Hoy Claudia Sheinbaum rendirá cuentas a la nación. Habrá cifras, gráficas y una palabra que seguramente escucharemos más de una vez: resultados. Escucharemos sobre la reducción de los homicidios, el incremento al salario mínimo y los avances en reducción de la pobreza y programas sociales.

Pero hay otro informe. El de las promesas que siguen pendientes, las cuentas que no cuadran y los escándalos que difícilmente encontrarán espacio entre los aplausos. Después de casi dos años del segundo piso y ocho de la llamada transformación, ese informe también merece ser presentado.

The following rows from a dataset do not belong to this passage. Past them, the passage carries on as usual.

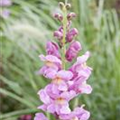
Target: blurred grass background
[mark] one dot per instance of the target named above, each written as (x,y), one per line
(23,37)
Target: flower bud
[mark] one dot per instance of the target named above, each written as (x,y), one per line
(73,50)
(71,15)
(52,49)
(68,6)
(58,35)
(58,17)
(5,3)
(61,4)
(71,34)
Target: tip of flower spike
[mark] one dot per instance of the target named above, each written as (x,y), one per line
(61,4)
(58,16)
(71,15)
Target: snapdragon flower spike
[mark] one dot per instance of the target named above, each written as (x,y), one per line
(55,102)
(65,83)
(52,63)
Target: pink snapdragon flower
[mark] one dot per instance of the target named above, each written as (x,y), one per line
(52,63)
(40,116)
(71,34)
(66,82)
(55,102)
(78,114)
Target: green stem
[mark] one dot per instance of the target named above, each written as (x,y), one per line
(64,35)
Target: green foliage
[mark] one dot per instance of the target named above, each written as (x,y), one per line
(24,36)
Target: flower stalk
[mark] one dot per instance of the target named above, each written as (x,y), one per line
(64,35)
(66,83)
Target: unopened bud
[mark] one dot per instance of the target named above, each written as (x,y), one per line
(61,4)
(68,6)
(71,15)
(58,17)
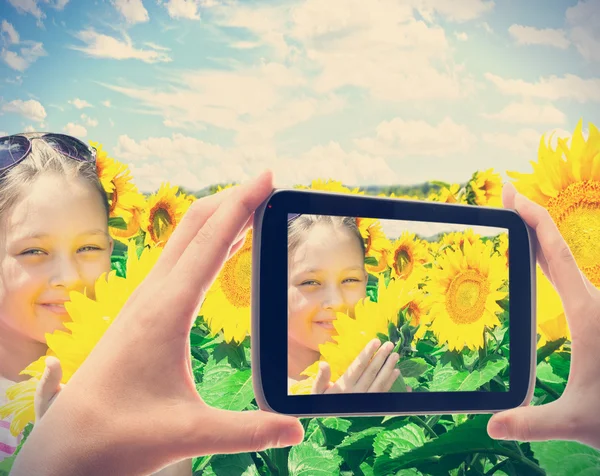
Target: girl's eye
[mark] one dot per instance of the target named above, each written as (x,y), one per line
(89,248)
(32,252)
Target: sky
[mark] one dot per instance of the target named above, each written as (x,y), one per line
(198,92)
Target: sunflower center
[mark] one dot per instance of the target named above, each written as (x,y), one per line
(576,211)
(466,297)
(404,262)
(236,278)
(162,224)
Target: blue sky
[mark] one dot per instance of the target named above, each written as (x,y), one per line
(196,92)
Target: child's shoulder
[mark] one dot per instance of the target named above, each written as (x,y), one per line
(8,442)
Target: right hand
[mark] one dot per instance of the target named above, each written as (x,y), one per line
(367,374)
(573,416)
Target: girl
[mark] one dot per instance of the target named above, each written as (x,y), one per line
(53,240)
(326,256)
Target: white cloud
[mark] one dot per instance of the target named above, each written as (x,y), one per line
(529,113)
(405,138)
(30,109)
(529,35)
(132,10)
(378,46)
(583,20)
(29,52)
(552,88)
(454,10)
(80,103)
(32,7)
(90,122)
(75,130)
(9,30)
(526,141)
(104,46)
(195,164)
(187,9)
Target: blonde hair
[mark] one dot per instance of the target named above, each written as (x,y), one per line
(44,159)
(298,226)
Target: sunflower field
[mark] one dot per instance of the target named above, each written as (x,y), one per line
(442,302)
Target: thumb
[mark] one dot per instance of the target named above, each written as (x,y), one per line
(48,387)
(532,423)
(227,432)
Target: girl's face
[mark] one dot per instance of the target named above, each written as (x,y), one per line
(53,241)
(326,275)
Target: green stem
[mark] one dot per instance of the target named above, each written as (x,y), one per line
(269,462)
(497,466)
(424,424)
(549,390)
(322,428)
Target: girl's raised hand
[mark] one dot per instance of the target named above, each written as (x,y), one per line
(132,407)
(367,374)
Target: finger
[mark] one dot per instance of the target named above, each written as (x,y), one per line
(388,375)
(565,274)
(204,256)
(322,380)
(48,387)
(358,366)
(241,432)
(533,423)
(508,198)
(193,220)
(373,369)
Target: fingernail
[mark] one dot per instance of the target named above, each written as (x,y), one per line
(497,430)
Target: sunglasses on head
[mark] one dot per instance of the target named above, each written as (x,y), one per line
(15,148)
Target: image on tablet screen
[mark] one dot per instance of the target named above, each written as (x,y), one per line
(435,293)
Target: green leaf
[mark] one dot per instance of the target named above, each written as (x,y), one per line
(226,388)
(447,379)
(361,440)
(548,349)
(309,459)
(335,430)
(567,458)
(561,364)
(545,374)
(413,367)
(470,437)
(400,440)
(234,465)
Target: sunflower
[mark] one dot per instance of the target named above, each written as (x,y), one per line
(133,226)
(408,254)
(163,213)
(566,181)
(226,306)
(20,405)
(375,239)
(115,177)
(330,186)
(89,321)
(463,293)
(486,188)
(551,318)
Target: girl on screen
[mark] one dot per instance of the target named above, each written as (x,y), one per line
(54,239)
(326,274)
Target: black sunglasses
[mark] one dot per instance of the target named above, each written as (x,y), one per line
(13,149)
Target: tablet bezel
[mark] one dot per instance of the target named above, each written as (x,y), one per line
(269,306)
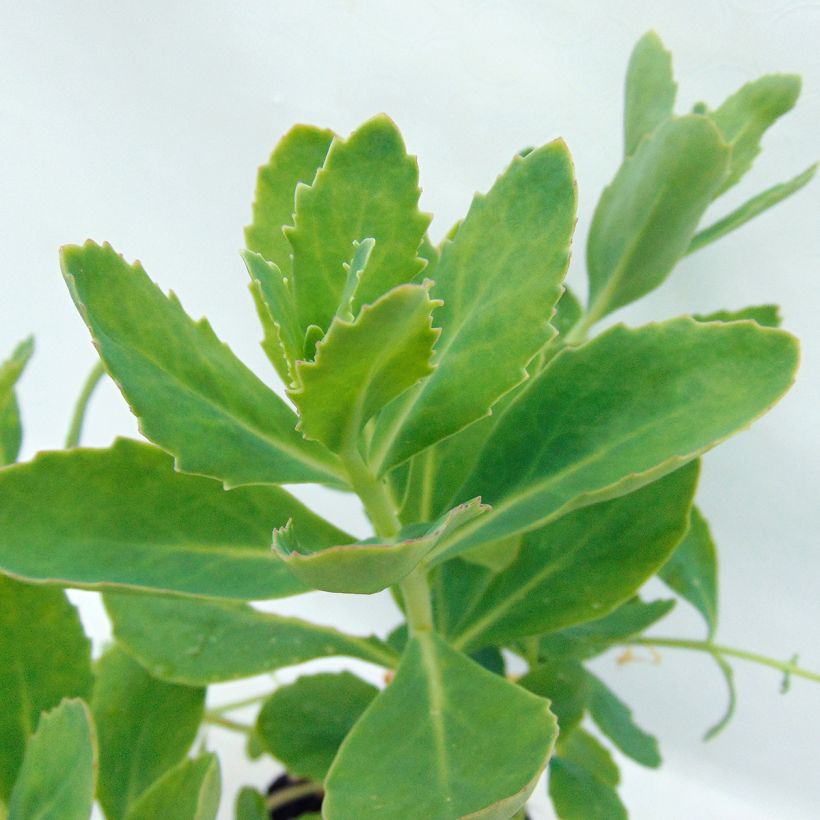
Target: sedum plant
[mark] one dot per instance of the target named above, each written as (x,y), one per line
(524,477)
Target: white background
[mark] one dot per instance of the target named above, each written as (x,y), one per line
(142,123)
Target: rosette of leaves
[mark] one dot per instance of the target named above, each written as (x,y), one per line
(523,481)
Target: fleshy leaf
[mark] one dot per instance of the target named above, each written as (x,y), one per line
(123,517)
(190,393)
(647,216)
(45,657)
(362,365)
(615,547)
(58,774)
(612,415)
(749,210)
(144,727)
(303,725)
(692,570)
(189,791)
(368,187)
(449,722)
(650,90)
(368,566)
(202,642)
(499,278)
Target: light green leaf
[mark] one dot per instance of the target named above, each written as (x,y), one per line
(747,114)
(500,278)
(201,642)
(122,517)
(362,365)
(650,90)
(192,396)
(368,566)
(45,657)
(144,727)
(58,774)
(303,725)
(612,415)
(368,187)
(750,209)
(189,791)
(646,217)
(614,719)
(692,570)
(615,547)
(449,723)
(10,431)
(296,159)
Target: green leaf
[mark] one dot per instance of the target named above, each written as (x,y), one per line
(750,209)
(367,188)
(201,642)
(646,217)
(192,396)
(372,565)
(650,90)
(303,725)
(296,159)
(445,739)
(614,719)
(58,774)
(500,278)
(612,415)
(144,727)
(45,657)
(615,546)
(747,114)
(122,517)
(692,570)
(189,791)
(764,315)
(362,365)
(10,431)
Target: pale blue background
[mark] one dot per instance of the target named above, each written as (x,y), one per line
(142,123)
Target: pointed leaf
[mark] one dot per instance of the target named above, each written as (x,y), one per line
(201,642)
(59,770)
(144,727)
(449,723)
(750,209)
(646,217)
(124,517)
(614,414)
(500,278)
(192,396)
(303,725)
(367,187)
(650,90)
(692,570)
(615,547)
(189,791)
(362,365)
(368,566)
(45,657)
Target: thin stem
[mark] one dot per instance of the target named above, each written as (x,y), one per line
(786,667)
(76,428)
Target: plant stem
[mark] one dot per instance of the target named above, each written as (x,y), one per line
(785,667)
(76,428)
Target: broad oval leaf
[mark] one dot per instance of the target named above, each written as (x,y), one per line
(191,394)
(461,741)
(59,771)
(122,517)
(202,642)
(619,412)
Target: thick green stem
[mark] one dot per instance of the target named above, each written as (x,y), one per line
(76,428)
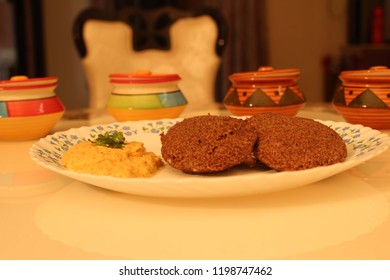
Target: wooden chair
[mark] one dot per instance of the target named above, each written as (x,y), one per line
(166,40)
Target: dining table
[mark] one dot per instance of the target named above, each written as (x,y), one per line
(45,215)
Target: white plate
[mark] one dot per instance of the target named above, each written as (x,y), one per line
(363,143)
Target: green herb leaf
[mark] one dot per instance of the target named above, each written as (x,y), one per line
(114,139)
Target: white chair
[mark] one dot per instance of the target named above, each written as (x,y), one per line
(166,40)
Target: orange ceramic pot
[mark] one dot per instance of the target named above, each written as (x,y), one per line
(265,90)
(364,97)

Empecemos por la promesa que buscó dar “legitimidad moral” al movimiento que llevó a Morena al poder: acabar con la corrupción. El huachicol que Andrés Manuel López Obrador juró combatir terminó convertido en una sofisticada trama de contrabando de combustibles que atravesó aduanas, empresas fachada y estructuras gubernamentales, con servidores públicos y militares involucrados. Ahí están también Segalmex, los contratos de los amigos de los hijos del expresidente y las propiedades y lujos inexplicables de integrantes del movimiento. Ocho años después, la corrupción sobrevivió a quienes llegaron prometiendo barrerla de arriba hacia abajo.

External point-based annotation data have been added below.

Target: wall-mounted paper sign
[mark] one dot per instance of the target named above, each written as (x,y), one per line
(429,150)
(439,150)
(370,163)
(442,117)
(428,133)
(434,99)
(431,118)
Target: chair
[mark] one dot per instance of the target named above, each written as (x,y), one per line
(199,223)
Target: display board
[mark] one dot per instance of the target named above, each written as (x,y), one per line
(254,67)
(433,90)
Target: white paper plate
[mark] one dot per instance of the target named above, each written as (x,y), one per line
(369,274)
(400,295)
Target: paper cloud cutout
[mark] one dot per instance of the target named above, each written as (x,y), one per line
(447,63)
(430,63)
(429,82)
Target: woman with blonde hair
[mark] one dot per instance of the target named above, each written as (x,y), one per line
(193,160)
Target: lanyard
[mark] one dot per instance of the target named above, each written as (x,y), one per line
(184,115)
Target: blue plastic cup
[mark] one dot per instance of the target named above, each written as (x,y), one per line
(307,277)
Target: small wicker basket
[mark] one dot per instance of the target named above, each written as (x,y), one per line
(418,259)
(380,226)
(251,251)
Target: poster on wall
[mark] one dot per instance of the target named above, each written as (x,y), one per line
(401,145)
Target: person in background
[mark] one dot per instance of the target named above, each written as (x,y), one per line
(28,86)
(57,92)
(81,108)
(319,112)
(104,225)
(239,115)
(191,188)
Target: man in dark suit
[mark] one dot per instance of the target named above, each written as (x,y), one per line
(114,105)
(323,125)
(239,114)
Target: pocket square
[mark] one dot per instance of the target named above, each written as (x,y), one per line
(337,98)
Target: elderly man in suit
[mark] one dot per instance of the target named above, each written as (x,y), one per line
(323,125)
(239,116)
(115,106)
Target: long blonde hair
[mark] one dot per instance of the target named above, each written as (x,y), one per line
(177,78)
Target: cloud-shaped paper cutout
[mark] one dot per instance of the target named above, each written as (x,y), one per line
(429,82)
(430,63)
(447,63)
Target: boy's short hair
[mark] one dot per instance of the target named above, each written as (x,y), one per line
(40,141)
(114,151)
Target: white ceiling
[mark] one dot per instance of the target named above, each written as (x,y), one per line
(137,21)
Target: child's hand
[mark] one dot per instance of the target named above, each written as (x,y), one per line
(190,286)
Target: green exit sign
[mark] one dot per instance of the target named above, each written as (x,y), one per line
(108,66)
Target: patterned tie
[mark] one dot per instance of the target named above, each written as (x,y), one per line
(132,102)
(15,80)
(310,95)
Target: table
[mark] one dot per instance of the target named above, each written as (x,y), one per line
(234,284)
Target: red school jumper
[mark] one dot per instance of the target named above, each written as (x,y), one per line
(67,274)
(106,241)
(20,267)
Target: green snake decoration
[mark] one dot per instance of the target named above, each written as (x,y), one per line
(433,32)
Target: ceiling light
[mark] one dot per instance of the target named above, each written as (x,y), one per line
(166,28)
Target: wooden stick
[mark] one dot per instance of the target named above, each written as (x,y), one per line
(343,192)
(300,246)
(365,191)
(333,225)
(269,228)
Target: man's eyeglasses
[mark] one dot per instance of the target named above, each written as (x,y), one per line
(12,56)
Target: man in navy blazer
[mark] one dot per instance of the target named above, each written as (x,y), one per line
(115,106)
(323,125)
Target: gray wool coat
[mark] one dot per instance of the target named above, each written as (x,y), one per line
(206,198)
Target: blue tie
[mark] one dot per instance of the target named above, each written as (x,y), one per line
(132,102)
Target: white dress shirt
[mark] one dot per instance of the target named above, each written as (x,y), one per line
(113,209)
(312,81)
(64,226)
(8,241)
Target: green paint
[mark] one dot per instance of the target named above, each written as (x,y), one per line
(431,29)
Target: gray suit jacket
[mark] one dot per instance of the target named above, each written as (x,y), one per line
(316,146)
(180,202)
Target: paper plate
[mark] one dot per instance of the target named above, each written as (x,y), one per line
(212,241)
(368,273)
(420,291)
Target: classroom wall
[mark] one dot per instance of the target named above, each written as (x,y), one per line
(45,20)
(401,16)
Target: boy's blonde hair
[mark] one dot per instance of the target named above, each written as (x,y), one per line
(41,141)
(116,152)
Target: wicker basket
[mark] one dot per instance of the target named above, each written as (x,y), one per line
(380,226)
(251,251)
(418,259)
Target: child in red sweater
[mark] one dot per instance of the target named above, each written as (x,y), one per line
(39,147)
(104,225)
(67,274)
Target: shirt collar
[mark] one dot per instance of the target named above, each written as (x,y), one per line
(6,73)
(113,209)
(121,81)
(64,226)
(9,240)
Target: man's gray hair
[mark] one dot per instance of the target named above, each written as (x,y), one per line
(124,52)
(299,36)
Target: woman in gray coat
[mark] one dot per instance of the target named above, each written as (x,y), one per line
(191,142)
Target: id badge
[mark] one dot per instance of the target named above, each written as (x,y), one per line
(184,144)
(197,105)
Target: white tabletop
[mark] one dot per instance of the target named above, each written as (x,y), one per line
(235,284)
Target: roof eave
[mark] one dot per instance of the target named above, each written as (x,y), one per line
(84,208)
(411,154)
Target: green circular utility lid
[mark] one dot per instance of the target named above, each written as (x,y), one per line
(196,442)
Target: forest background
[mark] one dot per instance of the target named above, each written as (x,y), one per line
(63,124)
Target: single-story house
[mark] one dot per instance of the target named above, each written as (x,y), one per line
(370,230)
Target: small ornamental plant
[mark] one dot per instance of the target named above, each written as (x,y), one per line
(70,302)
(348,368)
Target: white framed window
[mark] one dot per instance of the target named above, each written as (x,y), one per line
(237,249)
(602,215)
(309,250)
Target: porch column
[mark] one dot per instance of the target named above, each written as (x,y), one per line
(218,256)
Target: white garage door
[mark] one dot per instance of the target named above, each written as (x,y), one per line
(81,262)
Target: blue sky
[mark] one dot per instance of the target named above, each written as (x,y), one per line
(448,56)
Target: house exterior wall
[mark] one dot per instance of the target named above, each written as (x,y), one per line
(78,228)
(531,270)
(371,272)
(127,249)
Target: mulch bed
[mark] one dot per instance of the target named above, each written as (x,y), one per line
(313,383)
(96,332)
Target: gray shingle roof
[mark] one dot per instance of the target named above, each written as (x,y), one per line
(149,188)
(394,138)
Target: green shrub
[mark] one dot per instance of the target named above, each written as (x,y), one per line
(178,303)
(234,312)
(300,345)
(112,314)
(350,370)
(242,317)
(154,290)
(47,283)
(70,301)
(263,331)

El informe de seguridad también tiene otra cara. La reducción de los homicidios convive con un país donde el crimen organizado sigue disputando territorios, controlando comunidades, extorsionando cada vez más sectores y penetrando gobiernos. Sinaloa ofrece la postal más grotesca: Rubén Rocha Moya, señalado en Estados Unidos por presuntos vínculos con el Cártel de Sinaloa, intentó regresar al gobierno después de meses de licencia y duró apenas 33 horas. Terminó nuevamente fuera del cargo, aunque tampoco frente a un juez. México consiguió así la extraña hazaña de tener a un gobernador demasiado cuestionado para gobernar y aparentemente no lo suficiente para procesarlo.

También está el informe de las instituciones. En ocho años desaparecieron organismos autónomos, incluido el INAI; se rediseñó el Poder Judicial y México eligió jueces con una participación cercana al 13 por ciento. Morena y sus aliados controlan el Ejecutivo, tienen mayoría en el Congreso y gobiernan buena parte del país. Pocas veces un proyecto político mexicano había dispuesto de tantas herramientas para ejecutar su programa. Con semejante concentración de poder, cada vez quedan menos pretextos para aquello que no se ha resuelto.

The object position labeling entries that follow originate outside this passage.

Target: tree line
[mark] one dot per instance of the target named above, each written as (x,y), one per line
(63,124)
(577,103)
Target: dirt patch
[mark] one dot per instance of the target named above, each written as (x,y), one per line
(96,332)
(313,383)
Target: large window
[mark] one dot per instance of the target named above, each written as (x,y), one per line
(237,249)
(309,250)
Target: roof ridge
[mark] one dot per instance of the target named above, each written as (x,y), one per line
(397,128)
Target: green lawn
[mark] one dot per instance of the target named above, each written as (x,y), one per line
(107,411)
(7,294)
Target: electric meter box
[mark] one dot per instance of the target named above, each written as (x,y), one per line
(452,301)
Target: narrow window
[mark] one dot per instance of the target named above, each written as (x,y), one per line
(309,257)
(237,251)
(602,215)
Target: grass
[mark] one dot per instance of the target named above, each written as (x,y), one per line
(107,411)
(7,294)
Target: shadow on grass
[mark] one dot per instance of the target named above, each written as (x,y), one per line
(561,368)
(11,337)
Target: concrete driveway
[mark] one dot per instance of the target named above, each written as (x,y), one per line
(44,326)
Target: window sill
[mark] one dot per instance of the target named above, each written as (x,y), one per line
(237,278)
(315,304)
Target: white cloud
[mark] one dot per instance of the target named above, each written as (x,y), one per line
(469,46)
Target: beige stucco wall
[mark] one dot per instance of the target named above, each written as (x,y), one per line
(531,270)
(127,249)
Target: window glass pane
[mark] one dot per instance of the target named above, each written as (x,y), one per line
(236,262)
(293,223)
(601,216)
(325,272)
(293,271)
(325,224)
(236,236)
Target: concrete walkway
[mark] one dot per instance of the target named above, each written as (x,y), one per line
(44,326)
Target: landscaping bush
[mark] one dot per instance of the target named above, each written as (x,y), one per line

Y está la factura de las grandes obras. Dos Bocas, el Tren Maya, el AIFA y otros proyectos emblemáticos acumulan más de un billón de pesos de inversión, entre sobrecostos, elefantes blancos y obras que seguimos subsidiando porque no son rentables. Para dimensionarlo: equivale a casi 16 años del presupuesto actual de la Secretaría de Salud, más de 17 del de Seguridad o cerca de siete del de Infraestructura, Comunicaciones y Transportes. Al parecer, la austeridad republicana salió bastante cara.

Durante años, la 4T explicó sus fracasos señalando la herencia recibida, pero ocho años bastan para empezar a construir una propia. La transformación ya reformó la Constitución, rediseñó instituciones, desapareció organismos, eligió jueces, construyó sus obras y concentró una cantidad extraordinaria de poder. Cada año resulta más difícil atribuirle al pasado las carencias del presente.

Hoy escucharemos que la transformación da resultados. La pregunta es frente a qué promesas los estamos midiendo. Si eran acabar con la corrupción, pacificar al país, gobernar con austeridad, construir obras eficientes y regenerar la vida pública, el balance luce bastante distinto al que veremos en las pantallas. Después de ocho años, la 4T ya tiene suficiente historia para dejar de rendir cuentas sobre el país que recibió y empezar a rendirlas sobre el país que construyó.